Il Pd la invita a bere un mojito in meno e a comprare una digitale per scattare le foto...

"Ahahahah... Adesso anche il mojito vogliono censurare?! Sono una persona ironica. E poi in politica accetto tutto, al contrario di altri che sono iper permalosi. Comunque la risposta è no. Primo, perché abbiamo già una foto-camera digitale. Secondo, perché bevo un cuba libre alla settimana (d'inverno) e un mojito (d'estate). Farei molta fatica a rinunciare a questo piccolo vizio. In ogni caso, non credo di aver mai chiesto un euro al Pd, anche se ne avrei diritto".

 

In che senso?

"Nel senso che i partiti (che oggi non rappresentano più nessuno, se non quattro amici e parenti) vivono di finanziamento pubblico. Una vergogna! Basti pensare che il 90% dei cittadini, con un referendum, aveva abolito quel sistema di finanziamento: quello sì, un furto a tutti gli effetti! Altro che due foto... Poi però, destra e sinistra, si sono fatti in casa un'altra legge e continuano a incassare milioni di euro, soprattutto Pdl e Pd".

 

Quindi un mojito potrebbero anche offrirlo...

"Direi proprio di sì. Ma il Pdl, in generale, è più generoso. A sinistra invece hanno il braccino corto, anche perché devono mantenere un baraccone mangiasoldi. Io però un mojito offerto dal Pd di Arconate non lo berrei mai".

 

Ah sì? E perché?

"Bisogna saperlo fare, il mojito. Io preferisco quello del mio amico Mirko Doni, fatto con la menta del suo giardino: è insuperabile".

 

Direttore, avremmo dovuto parlare di politica e stiamo divagando.

"Ma nella vita si può anche sorridere ogni tanto".

 

D'accordo, ma il Pd la accusa di furto di materiale, di essere un cattivo giornalista, di dover rileggere il codice deontologico, di dover mettere da parte i soldi per comprare una digitale. La invita a pubblicare le sue foto in camera da letto. E poi un gruppo fiancheggiatore del Pd la accusa di essere stato trombato, quando lei non era neppure candidato. E poi ancora: le dicono che non ha un lavoro, quando ne sta facendo quattro assieme. E avanti così. Noi la conosciamo: sappiamo che sono tutte bugie. Ma lei, non è arrabbiato nero?

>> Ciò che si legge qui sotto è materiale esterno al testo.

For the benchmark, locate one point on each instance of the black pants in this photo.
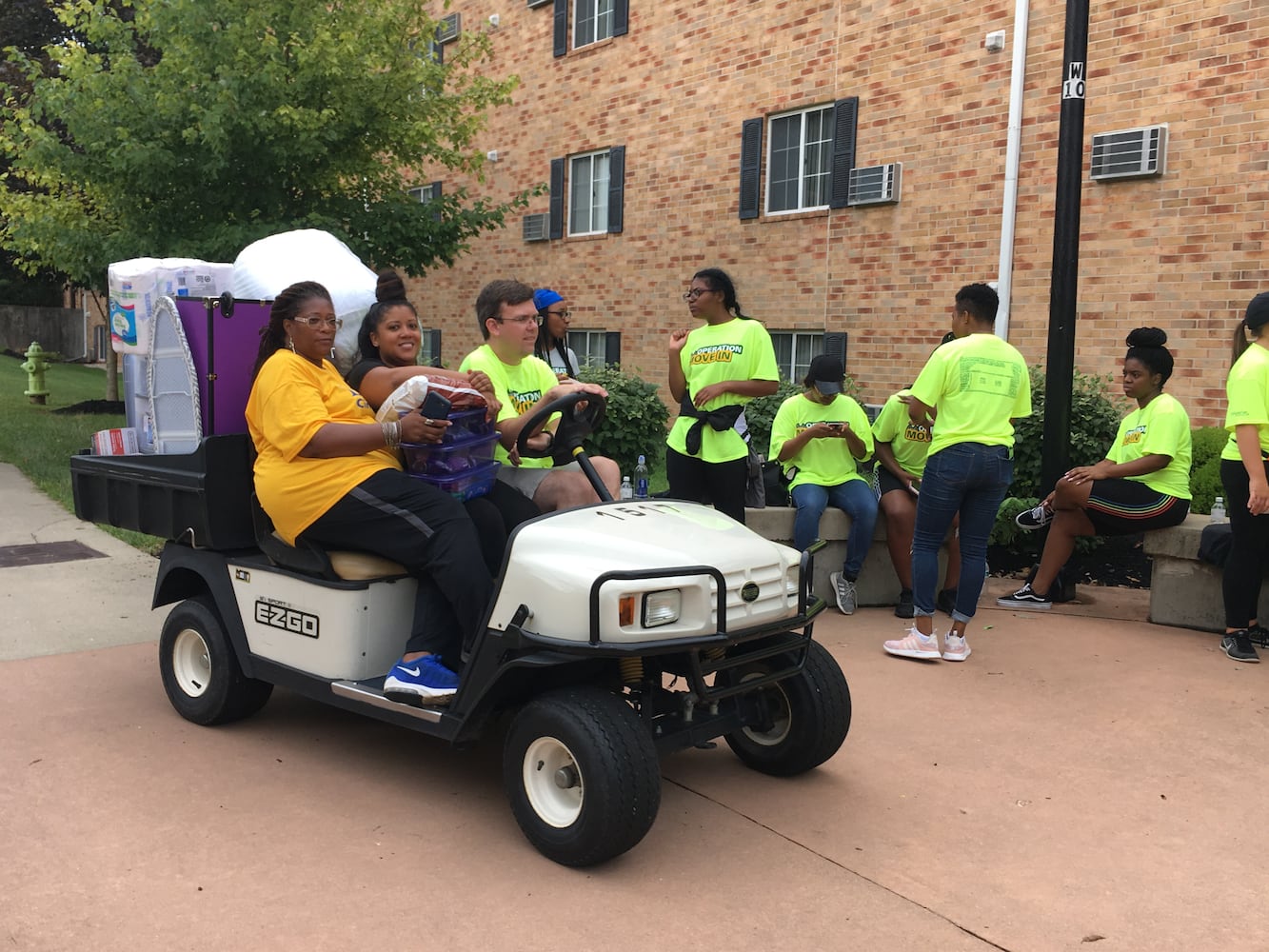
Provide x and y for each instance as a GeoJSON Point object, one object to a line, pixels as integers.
{"type": "Point", "coordinates": [698, 482]}
{"type": "Point", "coordinates": [429, 533]}
{"type": "Point", "coordinates": [1249, 555]}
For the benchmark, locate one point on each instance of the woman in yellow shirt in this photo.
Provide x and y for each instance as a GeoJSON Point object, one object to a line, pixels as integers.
{"type": "Point", "coordinates": [327, 472]}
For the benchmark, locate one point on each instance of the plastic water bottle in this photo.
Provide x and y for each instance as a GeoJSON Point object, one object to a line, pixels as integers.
{"type": "Point", "coordinates": [641, 479]}
{"type": "Point", "coordinates": [1219, 509]}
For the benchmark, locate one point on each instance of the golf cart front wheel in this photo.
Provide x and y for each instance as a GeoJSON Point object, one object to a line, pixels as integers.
{"type": "Point", "coordinates": [199, 673]}
{"type": "Point", "coordinates": [583, 776]}
{"type": "Point", "coordinates": [801, 722]}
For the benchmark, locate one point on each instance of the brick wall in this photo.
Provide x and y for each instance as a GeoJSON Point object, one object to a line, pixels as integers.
{"type": "Point", "coordinates": [1183, 251]}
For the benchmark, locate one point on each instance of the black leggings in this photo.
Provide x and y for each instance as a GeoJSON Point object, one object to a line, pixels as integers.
{"type": "Point", "coordinates": [429, 533]}
{"type": "Point", "coordinates": [698, 482]}
{"type": "Point", "coordinates": [1249, 555]}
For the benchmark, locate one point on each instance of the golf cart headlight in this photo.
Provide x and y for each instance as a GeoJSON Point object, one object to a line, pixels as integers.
{"type": "Point", "coordinates": [662, 607]}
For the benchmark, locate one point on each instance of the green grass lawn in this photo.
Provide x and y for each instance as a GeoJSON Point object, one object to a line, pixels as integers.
{"type": "Point", "coordinates": [41, 444]}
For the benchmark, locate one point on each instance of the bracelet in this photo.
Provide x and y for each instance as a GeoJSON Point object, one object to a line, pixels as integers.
{"type": "Point", "coordinates": [391, 434]}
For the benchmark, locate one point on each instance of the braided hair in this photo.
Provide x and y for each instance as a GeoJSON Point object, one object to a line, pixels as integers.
{"type": "Point", "coordinates": [1149, 346]}
{"type": "Point", "coordinates": [388, 293]}
{"type": "Point", "coordinates": [286, 307]}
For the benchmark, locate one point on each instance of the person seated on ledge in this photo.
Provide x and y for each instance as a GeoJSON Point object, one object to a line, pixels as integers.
{"type": "Point", "coordinates": [388, 346]}
{"type": "Point", "coordinates": [902, 447]}
{"type": "Point", "coordinates": [823, 434]}
{"type": "Point", "coordinates": [1142, 484]}
{"type": "Point", "coordinates": [327, 472]}
{"type": "Point", "coordinates": [509, 322]}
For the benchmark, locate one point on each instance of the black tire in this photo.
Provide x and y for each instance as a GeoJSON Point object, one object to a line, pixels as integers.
{"type": "Point", "coordinates": [199, 670]}
{"type": "Point", "coordinates": [583, 776]}
{"type": "Point", "coordinates": [807, 716]}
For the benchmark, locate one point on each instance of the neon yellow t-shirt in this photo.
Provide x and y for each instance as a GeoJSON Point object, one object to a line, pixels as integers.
{"type": "Point", "coordinates": [827, 461]}
{"type": "Point", "coordinates": [289, 402]}
{"type": "Point", "coordinates": [909, 442]}
{"type": "Point", "coordinates": [517, 387]}
{"type": "Point", "coordinates": [1161, 426]}
{"type": "Point", "coordinates": [1248, 391]}
{"type": "Point", "coordinates": [739, 349]}
{"type": "Point", "coordinates": [978, 384]}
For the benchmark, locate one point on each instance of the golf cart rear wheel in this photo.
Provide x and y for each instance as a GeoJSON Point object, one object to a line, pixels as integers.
{"type": "Point", "coordinates": [803, 720]}
{"type": "Point", "coordinates": [199, 672]}
{"type": "Point", "coordinates": [583, 776]}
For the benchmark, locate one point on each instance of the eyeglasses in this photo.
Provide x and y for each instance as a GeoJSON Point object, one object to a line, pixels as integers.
{"type": "Point", "coordinates": [526, 319]}
{"type": "Point", "coordinates": [312, 320]}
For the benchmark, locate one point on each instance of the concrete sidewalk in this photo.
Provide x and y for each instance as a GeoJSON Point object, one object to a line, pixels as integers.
{"type": "Point", "coordinates": [1081, 783]}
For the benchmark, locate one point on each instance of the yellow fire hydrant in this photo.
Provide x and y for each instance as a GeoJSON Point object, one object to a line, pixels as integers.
{"type": "Point", "coordinates": [35, 365]}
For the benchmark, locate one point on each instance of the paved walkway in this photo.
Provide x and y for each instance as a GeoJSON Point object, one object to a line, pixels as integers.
{"type": "Point", "coordinates": [1081, 783]}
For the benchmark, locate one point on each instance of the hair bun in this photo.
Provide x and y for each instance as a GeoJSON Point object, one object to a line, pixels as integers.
{"type": "Point", "coordinates": [389, 288]}
{"type": "Point", "coordinates": [1147, 337]}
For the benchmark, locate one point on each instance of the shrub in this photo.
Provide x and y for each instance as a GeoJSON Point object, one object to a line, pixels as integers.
{"type": "Point", "coordinates": [635, 422]}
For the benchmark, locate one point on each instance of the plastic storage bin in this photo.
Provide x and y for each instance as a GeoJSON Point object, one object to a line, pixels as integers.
{"type": "Point", "coordinates": [465, 486]}
{"type": "Point", "coordinates": [448, 459]}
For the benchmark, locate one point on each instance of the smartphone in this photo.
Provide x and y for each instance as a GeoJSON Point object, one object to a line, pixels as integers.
{"type": "Point", "coordinates": [435, 407]}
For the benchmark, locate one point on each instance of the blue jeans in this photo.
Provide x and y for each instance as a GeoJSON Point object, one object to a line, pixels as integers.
{"type": "Point", "coordinates": [970, 479]}
{"type": "Point", "coordinates": [853, 497]}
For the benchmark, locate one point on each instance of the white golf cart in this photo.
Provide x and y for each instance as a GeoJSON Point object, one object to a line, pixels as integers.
{"type": "Point", "coordinates": [618, 631]}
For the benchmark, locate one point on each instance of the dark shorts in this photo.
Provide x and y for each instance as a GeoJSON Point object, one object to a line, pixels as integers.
{"type": "Point", "coordinates": [1126, 506]}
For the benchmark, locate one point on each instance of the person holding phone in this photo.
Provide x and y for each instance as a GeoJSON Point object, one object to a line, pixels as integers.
{"type": "Point", "coordinates": [327, 471]}
{"type": "Point", "coordinates": [387, 348]}
{"type": "Point", "coordinates": [820, 437]}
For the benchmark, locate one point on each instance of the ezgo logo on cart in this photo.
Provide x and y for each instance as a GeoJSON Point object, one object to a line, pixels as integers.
{"type": "Point", "coordinates": [292, 620]}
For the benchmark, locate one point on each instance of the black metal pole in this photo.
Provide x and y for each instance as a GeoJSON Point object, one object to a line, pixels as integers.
{"type": "Point", "coordinates": [1055, 455]}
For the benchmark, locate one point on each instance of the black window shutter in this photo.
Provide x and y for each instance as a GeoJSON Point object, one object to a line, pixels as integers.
{"type": "Point", "coordinates": [616, 188]}
{"type": "Point", "coordinates": [835, 346]}
{"type": "Point", "coordinates": [561, 27]}
{"type": "Point", "coordinates": [613, 347]}
{"type": "Point", "coordinates": [556, 198]}
{"type": "Point", "coordinates": [845, 113]}
{"type": "Point", "coordinates": [750, 167]}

"Ma no. Perché dovrei? Ho sempre replicato alle accuse politiche e ho sempre mosso critiche solo ed esclusivamente politiche. Non replico alle bugie. Vivo ad Arconate da quando sono nato: conosco i miei concittadini e loro conoscono me. Mi sono candidato due volte alle elezioni e sono sempre stato il candidato più votato della lista. Ci sarà una ragione, o no? La stima e l'affetto che gli arconatesi mi hanno sempre dimostrato è per me un grande motivo d'orgoglio. Non aggiungo altro".

 

Insomma, nemmeno una replica alle bugie?

"Davvero no. E poi la politica è così. L'importante è distinguere sempre tra polemiche politiche e rapporti personali. Quando trovo un avversario politico al bar o in piazza, io lo saluto, mi fermo a fare due chiacchiere e gli offro un caffè. Mentre qui c'è gente che per un articolo ti toglie il saluto. Questo, in tutta onestà, mi amareggia. Ma ho imparato che la vita vale più della politica. Prima o poi lo capiranno tutti..."

 

Allora il mojito ai militanti del Pd lo potrebbe offrire lei, magari cominciando da Giovanni Pasini che sembra essersela presa un po'...

"Molto volentieri. Tutti sanno dove abito e la mia casa è sempre aperta. Se una sera suonasse il campanello Pasini e mi dicesse di essere lì per un mojito, lo accoglierei con affetto".